Go Back
+ servings
Print
Chocolate Cherry Amaretto Cupcakes

Chocolate Cherry Amaretto Cupcakes

“Chocolate, cherries, and amaretto are the DREAM combination in cupcake form. These are rich, juicy, fruity and chocolatey and are secretly so easy to make (and they’re fully vegan and easily gluten-free.” – Nourishing Amy

Course afternoon tea, Dessert
Cuisine American, british
Keyword cherries, chocolate, Cupcakes
Prep Time 20 minutes
Cook Time 20 minutes
Servings 10

Ingredients

For the cupcakes

  • 240 ml plant-based milk
  • 1 tbsp lemon juice or apple cider vinegar
  • 140 g caster sugar
  • 80 ml sunflower or olive oil
  • ½  tsp  vanilla essence
  • ½  tsp  almond essence
  • 170 g self-raising flour
  • 40 g cocoa powder
  • 1 tsp coffee optional
  • ½  tsp bicarbonate of soda
  • a pinch salt
  • 1 tbsp amaretto optional

For the filling

  • 200 g European Picota Cherries  pitted weight
  • 1 tbsp maple syrup
  • 1 tsp vanilla essence
  • 1 tsp amaretto  optional

For the frosting

  • 120 g vegan butter softened1
  • 1 tsp vanilla essence
  • ¼ tsp almond essence
  • 350 g icing sugar
  • 2-3 tbsp plant-based milk
  • 10 European Picota cherries whole
  • shaved chocolate
  • toasted almonds/coconut

Instructions

  1. Preheat the oven to 160Fan/180*C and line a muffin/cupcake tray with 10 cases.

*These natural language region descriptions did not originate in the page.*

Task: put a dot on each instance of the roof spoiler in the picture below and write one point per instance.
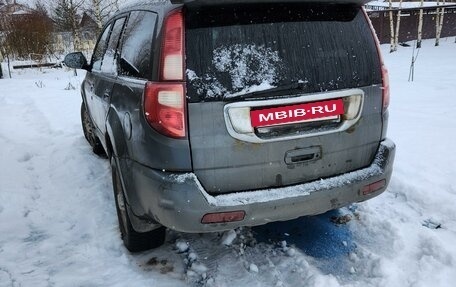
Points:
(212, 2)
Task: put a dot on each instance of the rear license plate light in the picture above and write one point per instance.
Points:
(373, 187)
(221, 217)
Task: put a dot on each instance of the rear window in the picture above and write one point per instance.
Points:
(233, 50)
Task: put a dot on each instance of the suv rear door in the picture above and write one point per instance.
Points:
(317, 53)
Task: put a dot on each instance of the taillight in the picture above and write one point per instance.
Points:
(385, 88)
(172, 56)
(164, 108)
(164, 101)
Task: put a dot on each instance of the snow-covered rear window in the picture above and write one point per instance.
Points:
(136, 55)
(235, 49)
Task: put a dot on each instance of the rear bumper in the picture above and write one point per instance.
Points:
(179, 202)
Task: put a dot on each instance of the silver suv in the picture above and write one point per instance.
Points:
(220, 114)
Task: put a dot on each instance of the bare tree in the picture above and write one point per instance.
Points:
(102, 9)
(420, 26)
(66, 17)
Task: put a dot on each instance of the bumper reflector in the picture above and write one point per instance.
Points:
(373, 187)
(220, 217)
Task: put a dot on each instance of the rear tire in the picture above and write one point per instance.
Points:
(134, 241)
(89, 132)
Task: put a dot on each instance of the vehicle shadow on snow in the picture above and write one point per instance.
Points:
(326, 242)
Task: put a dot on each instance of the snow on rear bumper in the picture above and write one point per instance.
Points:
(179, 202)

  2. To a large mixing bowl, add the milk, lemon juice, sugar, sunflower oil, vanilla essence, and almond essence. Whisk till smooth.

  3. Now sift in the flour, cocoa powder, coffee, and bicarbonate of soda. Whisk to a smooth batter with no specks of flour.

  4. Scoop the batter into the cases, filling 2/3 full. Bake in the centre of the oven for 18-20 minutes, until risen and springy and an inserted skewer comes out clean.

  5. Remove immediately from the tray and sit on a wire rack. Brush with the amaretto, if using, and allow to cool fully.

  6. Meanwhile, make the filling: add the Picota Cherries to a saucepan with the rest of the ingredients and bring to a bubble. Allow to bubble away over a high heat for 8 minutes, until sticky and there’s a thick syrup. Pour into a bowl and cool fully (you can place them in the fridge, too).

  7. When ready, prepare the buttercream: add the softened butter to a bowl or freestanding mixer and beat till smooth. Gradually beat in the vanilla essence, almond essence, icing sugar and plant-based milk till fully incorporated then beat for a further 1-2 minutes till fluffy. Place in a piping bag with a star-shaped nozzle.

  8. Core the centre of the cupcakes and fill with the Picota cherry compote filling. Pipe on the buttercream and top each cupcake with some extra compote and the juice, a whole Picota cherry, some chocolate and toasted almonds/coconut.

  9. Enjoy straight away or keep in the fridge for 2-3 days. Best eaten at room temperature and you can freeze the unfrosted and unfilled cupcakes for 1 month. The compote will keep for 1 week in a sealed container in the fridge.